Sherman Richardson, 59, was hit and killed by a drunken driver on the Southern State Parkway on Dec. 5, 2014.
“The 20 years we were married were the happiest years of my life,” she said Sunday at the 36th annual Mothers Against Drunk Driving candlelight vigil at West Hollow Middle School in Melville.
Richardson, of Hempstead, was among more than 60 people gathered at the event dedicated to remembering loved ones injured and lost to drunken and impaired driving.
“It’s important that we keep our loved ones in our memories,” she said. “It makes us feel that we’re honoring them and we’re not forgetting them and . . . it gives us a sense of healing, that you’re here, you’re doing something.”
The tragedies of those in attendance spanned decades.
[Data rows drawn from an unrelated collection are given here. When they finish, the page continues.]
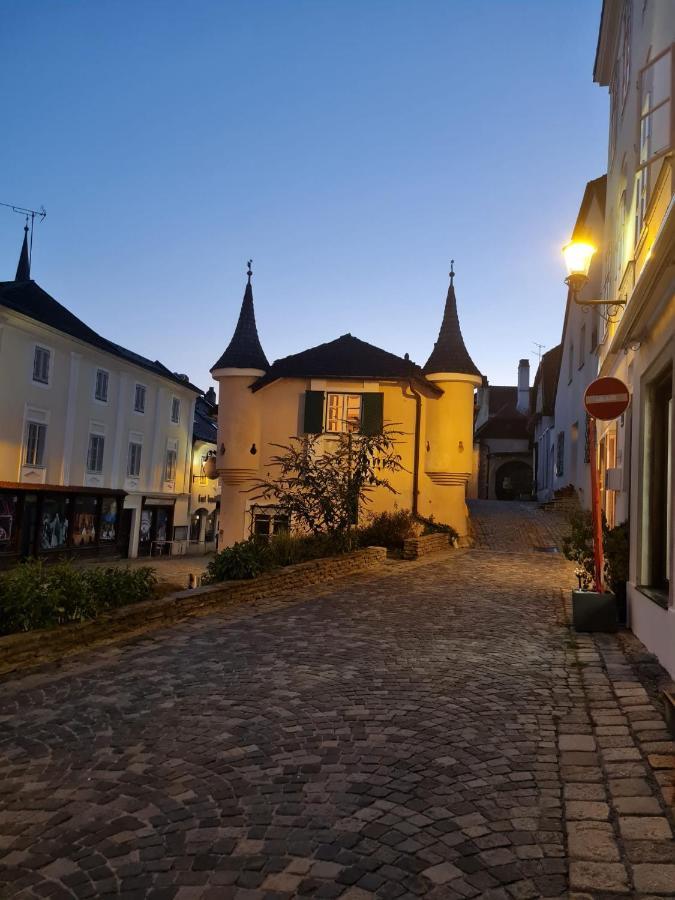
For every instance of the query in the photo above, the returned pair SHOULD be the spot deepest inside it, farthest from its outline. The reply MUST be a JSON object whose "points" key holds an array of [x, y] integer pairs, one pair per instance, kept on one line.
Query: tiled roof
{"points": [[450, 353], [29, 299], [504, 420], [345, 357], [244, 350]]}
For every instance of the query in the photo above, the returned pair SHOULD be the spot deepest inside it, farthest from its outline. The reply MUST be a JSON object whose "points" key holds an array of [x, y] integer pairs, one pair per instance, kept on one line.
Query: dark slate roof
{"points": [[547, 375], [450, 353], [345, 357], [29, 299], [244, 350], [23, 269], [504, 420], [205, 428]]}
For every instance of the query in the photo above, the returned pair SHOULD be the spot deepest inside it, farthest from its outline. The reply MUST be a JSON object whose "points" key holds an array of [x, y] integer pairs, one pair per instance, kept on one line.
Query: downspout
{"points": [[416, 446]]}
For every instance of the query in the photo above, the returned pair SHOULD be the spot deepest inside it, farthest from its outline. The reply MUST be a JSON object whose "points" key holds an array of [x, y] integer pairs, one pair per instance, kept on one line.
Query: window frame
{"points": [[106, 372], [343, 420], [50, 355], [144, 388]]}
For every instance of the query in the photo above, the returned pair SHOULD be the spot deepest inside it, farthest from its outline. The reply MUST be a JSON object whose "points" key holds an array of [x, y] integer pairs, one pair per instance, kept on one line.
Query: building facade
{"points": [[635, 62], [346, 385], [96, 440], [502, 439]]}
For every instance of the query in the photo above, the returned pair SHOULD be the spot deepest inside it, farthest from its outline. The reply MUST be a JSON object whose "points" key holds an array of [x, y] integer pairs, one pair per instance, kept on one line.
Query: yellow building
{"points": [[346, 385]]}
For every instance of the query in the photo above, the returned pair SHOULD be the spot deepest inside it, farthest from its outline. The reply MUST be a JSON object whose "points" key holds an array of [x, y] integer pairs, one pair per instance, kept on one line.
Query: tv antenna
{"points": [[29, 214]]}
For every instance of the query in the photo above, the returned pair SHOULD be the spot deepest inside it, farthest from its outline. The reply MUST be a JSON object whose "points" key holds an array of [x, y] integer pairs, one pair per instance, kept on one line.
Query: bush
{"points": [[35, 595], [245, 559], [388, 530]]}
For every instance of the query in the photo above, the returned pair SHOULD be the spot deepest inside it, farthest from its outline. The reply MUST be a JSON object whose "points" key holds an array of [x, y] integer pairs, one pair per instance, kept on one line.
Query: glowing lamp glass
{"points": [[578, 257]]}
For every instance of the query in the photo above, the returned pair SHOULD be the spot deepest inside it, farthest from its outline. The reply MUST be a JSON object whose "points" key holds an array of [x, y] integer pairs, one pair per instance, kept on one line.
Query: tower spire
{"points": [[450, 353], [23, 269], [244, 350]]}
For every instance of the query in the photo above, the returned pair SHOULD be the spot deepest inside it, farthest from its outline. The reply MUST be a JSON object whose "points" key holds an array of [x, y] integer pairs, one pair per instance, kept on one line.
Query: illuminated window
{"points": [[343, 413]]}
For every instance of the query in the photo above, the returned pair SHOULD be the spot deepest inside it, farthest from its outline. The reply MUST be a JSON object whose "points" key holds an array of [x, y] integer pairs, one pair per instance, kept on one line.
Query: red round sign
{"points": [[606, 398]]}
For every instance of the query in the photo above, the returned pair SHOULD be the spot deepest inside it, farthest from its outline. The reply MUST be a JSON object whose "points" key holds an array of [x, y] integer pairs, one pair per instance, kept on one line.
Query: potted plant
{"points": [[592, 609], [616, 546]]}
Several people wept throughout the ceremony, as faces of the people who have been killed flashed on a screen before the audience.
Everyone was given an LED candle and asked to light it and stand when the name of their loved one was read aloud.
The event was a “formal outlet” for honoring lives lost, and for the survivors to support each other, Richardson said.
“For many of us, these events open up deep wounds which can be physically and emotionally draining,” she said. “No one knows the depth of our pain unless they have walked in our shoes.”
Richardson said her husband died when a drunken driver struck his car, propelling it into a tree. She said it took nine months before police found the driver, who was later sentenced to 14 to 30 years in prison. She called for tougher penalties for people who flee the scene of a collision.
Suffolk County District Attorney Timothy Sini echoed those sentiments when he spoke at the event, saying his office would push lawmakers in Albany to pass tougher laws — including one that would establish mandatory consecutive sentences for leaving the scene of a crash.
Drunken driving is “a decision that is deterable if we have the right legislation, if we aggressively pursue impaired drivers, aggressively prosecute impaired drivers, and most importantly, educate our young people,” Sini said, noting that Suffolk County police arrested 4,000 individuals on charges of impaired driving in 2016-2017.
“We currently have laws that incentivize leaving the scene of a car crash,” he said. “We need to fight together for legislation . . . with mandatory consecutive sentences for leaving the scene.”